Segurança vs. aventura

Tempos atrás escrevi por aqui sobre uma espécie de desejo contraditório, uma luta contínua entre permanência e mudança: por que não, de repente, pôr o pé na estrada? Não usei, na descrição que fiz, a ideia de ‘segurança’, mas Contardo Calligaris, na sua última coluna da Folha, o faz. Ele contrapõe, em tensão paradoxal, a vontade que temos de nos manter ‘seguros’, e o desejo de mudança, de aventura, bem ao estilo ‘hippie’ dos anos de 1960.

Do lado da segurança, penso em nosso medo do desconhecido (algo até banal de se dizer!): no medo do ‘outro’ que não é nosso próximo imediato (embora possa ser um ‘closer’, como no filme de Mike Nichols); no medo da ausência de rotina e do desafio que tal ausência impõe a nosso corpo (em sentido de corpo que afeta e é afetado: quando não se tem uma rotina a organizar, rigidamente, a vida, é nosso corpo que passa a delinear o que nos organiza, o que mobiliza nossos afetos). Talvez uma das formas de ‘segurança’ mais ficcionalmente construídas no ocidente é a da carreira: nela, sentimos que estamos ‘encaminhados’; sem ela, a impressão que se tem é que se caminha à deriva.

Do lado da aventura, podemos pensar na ‘desterritorialização’: em vez de se viver num lugar, vive-se num espaço. Os papéis que usamos para desempenharmos expectativas em registros específicos (no trabalho, com os amigos, mesmo na família) deixam de se fixar em nós com facilidade, e nos tornamos, fazendo aqui um abuso conceitual, o que os filósofos Deleuze e Guatarri chamam de ‘corpos sem órgãos’. No exemplo que eu dei em outro post sobre o assunto, a minha grande ‘fantasia’, se é que posso colocar assim, era simplesmente a de partir, ir para qualquer outro lugar, mas, ao chegar neste lugar, o desejo de partir novamente se apossaria, e o conflito com a ‘segurança’ (inclusive fisiológica, a qual considero cada vez mais forte!) se instalaria novamente.

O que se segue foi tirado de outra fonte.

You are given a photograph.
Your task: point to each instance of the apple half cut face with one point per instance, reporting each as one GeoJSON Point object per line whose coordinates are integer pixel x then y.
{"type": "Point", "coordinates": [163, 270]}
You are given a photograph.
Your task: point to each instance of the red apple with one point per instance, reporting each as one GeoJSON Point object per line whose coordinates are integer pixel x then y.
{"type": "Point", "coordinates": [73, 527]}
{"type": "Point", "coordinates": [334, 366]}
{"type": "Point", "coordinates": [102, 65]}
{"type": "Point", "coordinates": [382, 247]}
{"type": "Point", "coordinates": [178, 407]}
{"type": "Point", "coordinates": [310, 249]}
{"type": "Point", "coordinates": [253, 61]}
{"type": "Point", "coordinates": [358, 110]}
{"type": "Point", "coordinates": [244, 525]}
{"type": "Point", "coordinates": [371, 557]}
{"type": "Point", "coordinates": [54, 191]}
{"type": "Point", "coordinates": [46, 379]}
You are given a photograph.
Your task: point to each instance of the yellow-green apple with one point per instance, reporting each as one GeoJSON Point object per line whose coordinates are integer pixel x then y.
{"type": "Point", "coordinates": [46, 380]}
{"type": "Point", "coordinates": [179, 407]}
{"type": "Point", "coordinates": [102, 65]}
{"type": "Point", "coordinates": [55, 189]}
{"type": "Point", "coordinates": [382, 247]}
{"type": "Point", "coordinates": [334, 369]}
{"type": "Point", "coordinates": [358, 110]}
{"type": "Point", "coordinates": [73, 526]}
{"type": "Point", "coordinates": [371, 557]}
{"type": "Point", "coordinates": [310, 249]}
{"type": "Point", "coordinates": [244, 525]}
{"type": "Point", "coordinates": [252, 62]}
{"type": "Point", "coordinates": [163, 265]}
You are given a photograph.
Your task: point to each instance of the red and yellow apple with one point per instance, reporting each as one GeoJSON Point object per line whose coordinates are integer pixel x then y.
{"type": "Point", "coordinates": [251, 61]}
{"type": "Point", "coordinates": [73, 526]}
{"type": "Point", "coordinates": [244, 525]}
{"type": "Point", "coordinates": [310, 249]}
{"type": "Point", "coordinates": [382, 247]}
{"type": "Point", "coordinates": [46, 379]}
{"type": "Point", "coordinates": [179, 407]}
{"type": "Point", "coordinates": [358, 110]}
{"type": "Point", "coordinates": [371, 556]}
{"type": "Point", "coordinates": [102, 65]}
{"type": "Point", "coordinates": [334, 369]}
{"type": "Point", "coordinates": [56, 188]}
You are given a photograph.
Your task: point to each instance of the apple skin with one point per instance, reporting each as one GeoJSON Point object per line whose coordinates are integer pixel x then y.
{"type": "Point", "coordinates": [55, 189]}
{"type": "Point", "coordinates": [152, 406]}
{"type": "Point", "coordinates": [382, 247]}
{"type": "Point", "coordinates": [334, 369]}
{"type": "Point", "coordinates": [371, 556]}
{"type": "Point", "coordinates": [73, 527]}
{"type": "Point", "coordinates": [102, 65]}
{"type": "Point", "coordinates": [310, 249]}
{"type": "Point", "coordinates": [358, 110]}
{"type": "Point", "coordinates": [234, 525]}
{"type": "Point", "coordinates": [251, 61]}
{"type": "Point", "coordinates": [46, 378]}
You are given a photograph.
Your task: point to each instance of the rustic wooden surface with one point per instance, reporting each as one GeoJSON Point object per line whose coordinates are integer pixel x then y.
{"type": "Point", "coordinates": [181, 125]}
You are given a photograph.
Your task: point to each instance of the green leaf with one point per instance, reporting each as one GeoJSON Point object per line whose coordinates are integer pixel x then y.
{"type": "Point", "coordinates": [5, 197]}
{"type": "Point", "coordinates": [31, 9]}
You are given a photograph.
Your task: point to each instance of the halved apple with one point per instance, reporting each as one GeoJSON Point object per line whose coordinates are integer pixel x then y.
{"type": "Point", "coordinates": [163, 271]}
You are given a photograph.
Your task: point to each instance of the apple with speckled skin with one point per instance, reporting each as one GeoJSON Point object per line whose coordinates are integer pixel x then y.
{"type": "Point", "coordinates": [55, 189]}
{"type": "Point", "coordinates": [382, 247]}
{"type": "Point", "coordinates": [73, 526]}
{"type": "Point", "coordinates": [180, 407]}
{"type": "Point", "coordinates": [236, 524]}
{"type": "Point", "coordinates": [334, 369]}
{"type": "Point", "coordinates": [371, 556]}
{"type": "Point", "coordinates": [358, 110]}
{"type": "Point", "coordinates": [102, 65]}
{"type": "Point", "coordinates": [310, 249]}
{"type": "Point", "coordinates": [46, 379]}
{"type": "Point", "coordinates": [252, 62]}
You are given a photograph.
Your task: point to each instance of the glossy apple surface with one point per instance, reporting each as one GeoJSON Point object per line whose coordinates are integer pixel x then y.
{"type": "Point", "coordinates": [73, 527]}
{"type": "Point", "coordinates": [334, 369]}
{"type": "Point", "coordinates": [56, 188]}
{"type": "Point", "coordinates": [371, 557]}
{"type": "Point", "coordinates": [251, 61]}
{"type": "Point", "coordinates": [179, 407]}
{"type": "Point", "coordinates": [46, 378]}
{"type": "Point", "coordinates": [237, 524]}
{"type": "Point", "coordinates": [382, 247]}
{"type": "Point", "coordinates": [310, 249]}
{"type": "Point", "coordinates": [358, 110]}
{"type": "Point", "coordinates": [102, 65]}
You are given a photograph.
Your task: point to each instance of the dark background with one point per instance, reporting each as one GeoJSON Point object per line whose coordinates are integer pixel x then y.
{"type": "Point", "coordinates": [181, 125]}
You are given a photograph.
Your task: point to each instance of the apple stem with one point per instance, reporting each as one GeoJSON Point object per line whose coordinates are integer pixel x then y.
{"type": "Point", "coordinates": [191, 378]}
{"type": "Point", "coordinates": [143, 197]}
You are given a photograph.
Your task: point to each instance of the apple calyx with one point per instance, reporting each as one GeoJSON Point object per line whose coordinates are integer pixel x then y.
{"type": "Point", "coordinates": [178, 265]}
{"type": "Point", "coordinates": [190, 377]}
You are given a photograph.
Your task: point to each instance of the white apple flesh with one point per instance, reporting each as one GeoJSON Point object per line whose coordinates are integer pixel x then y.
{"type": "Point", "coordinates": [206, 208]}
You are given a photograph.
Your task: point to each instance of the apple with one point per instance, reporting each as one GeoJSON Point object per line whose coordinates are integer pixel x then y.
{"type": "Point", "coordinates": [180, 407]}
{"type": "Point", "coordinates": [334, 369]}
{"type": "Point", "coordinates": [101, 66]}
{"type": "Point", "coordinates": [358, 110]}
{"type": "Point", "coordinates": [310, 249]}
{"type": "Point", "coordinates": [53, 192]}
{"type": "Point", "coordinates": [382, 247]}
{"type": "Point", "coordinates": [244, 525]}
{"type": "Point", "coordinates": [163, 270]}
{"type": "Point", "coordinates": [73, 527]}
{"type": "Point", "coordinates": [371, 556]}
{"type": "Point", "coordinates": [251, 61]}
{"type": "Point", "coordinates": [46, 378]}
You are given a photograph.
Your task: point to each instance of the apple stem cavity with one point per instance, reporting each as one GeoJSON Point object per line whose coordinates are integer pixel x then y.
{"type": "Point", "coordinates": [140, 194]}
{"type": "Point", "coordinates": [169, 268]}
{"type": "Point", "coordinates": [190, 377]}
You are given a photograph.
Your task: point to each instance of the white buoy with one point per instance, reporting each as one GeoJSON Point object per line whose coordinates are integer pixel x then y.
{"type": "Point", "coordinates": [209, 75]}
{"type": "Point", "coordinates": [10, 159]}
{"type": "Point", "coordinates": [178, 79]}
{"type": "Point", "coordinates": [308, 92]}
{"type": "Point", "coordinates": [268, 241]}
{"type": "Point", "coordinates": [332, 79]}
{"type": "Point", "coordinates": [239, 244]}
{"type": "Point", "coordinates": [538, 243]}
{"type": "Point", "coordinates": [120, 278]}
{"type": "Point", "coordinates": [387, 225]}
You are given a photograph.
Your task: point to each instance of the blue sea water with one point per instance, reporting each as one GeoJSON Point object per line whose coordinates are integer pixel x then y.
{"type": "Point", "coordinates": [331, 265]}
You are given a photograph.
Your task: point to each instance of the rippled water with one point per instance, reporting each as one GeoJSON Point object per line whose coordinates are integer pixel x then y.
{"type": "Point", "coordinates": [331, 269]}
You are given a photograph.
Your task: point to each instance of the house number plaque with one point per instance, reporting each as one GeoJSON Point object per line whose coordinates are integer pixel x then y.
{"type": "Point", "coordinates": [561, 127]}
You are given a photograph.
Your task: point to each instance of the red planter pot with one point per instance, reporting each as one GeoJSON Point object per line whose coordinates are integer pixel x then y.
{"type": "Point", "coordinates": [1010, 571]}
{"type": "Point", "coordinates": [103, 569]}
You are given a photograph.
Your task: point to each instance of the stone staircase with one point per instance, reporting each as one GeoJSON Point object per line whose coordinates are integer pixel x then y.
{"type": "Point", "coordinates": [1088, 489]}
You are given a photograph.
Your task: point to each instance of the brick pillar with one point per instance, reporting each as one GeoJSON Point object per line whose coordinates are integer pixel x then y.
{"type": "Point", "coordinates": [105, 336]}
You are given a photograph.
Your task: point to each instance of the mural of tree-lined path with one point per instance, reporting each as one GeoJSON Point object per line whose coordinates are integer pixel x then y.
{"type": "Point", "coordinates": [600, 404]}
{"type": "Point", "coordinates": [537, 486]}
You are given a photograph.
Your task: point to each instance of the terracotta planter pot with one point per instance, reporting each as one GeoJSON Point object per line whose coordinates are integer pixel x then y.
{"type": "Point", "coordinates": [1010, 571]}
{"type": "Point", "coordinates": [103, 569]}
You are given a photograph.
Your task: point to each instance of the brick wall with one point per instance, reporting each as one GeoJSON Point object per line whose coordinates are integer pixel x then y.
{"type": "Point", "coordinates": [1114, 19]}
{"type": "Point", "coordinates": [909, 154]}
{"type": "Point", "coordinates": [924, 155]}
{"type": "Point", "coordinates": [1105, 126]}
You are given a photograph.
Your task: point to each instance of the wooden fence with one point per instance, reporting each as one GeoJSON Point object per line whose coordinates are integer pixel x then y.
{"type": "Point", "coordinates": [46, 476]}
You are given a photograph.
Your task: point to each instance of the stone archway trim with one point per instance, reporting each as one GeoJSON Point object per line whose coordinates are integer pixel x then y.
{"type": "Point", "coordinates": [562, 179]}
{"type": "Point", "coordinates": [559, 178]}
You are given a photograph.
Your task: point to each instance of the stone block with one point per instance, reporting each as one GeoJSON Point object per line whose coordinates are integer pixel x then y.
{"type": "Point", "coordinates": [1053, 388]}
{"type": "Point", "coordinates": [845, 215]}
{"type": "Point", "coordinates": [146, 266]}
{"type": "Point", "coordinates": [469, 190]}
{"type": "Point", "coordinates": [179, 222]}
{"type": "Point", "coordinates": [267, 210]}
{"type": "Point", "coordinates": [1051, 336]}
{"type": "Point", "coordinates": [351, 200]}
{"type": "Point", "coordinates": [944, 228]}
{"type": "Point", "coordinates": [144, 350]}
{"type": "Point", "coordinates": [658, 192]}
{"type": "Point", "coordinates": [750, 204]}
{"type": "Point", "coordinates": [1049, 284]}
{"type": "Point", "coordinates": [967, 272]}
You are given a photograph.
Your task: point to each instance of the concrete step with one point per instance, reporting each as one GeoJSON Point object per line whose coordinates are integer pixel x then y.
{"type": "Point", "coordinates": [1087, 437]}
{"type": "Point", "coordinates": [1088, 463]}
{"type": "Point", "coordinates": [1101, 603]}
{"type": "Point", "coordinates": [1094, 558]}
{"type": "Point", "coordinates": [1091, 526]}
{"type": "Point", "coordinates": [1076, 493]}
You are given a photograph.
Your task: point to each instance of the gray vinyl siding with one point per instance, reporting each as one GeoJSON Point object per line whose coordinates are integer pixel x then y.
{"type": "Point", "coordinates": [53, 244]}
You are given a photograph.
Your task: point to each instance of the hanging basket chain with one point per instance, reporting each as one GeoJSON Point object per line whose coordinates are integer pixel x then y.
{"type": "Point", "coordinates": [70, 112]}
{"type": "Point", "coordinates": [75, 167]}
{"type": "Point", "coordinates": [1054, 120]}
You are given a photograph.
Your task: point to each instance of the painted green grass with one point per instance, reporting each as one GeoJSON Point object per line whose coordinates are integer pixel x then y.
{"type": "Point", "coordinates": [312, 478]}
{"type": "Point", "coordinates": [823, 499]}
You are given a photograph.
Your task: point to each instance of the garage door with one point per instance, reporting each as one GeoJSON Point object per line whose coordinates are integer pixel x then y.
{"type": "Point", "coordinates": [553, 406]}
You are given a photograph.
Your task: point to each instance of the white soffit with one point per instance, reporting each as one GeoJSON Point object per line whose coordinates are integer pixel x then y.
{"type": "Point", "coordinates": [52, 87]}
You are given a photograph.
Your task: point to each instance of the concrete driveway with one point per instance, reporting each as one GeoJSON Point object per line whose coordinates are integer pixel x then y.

Eis que Calligaris coloca as coisas em termos ainda mais, digamos, emblemáticos, cruciais ou dilemáticos, quando diz, ao comentar o último filme de Walter Salles (Na estrada):

O filme de Salles está sendo a ocasião imperdível de um balanço -ainda não decidi se festivo ou melancólico. Cuidado, o balanço não interessa só minha geração. Cada um de nós pode se perguntar, um dia, como resolveu a eterna e impossível contradição entre segurança e aventura: quanta aventura ele sacrificou à sua segurança?

Essa conta deveria ser feita sem esquecer que 1) a segurança é sempre ilusória (todos acabamos morrendo) e 2) qualquer aventura não passa de uma ficção, um sonho suspenso entre a expectativa e a lembrança.

Qualquer aventura não passa de uma ficção. Fiquei pensando, então, se nossa própria vida não poderia ser narrada na forma de uma ficção, com diversos personagens representando ‘alter egos’ possíveis de nós próprios, mas jamais plenamente realizados, realizáveis. E não deixaram de ser realizados porque fomos covardes, fracos, abrindo mão de nosso desejo: eles simplesmente não poderiam ser todos realizados, considerando a vida finita que levamos, os custos psicológicos envolvidos nos laços que fazemos e desfazemos, ainda que decidamos, como dizia C. Lasch, viver como um “mínimo eu”.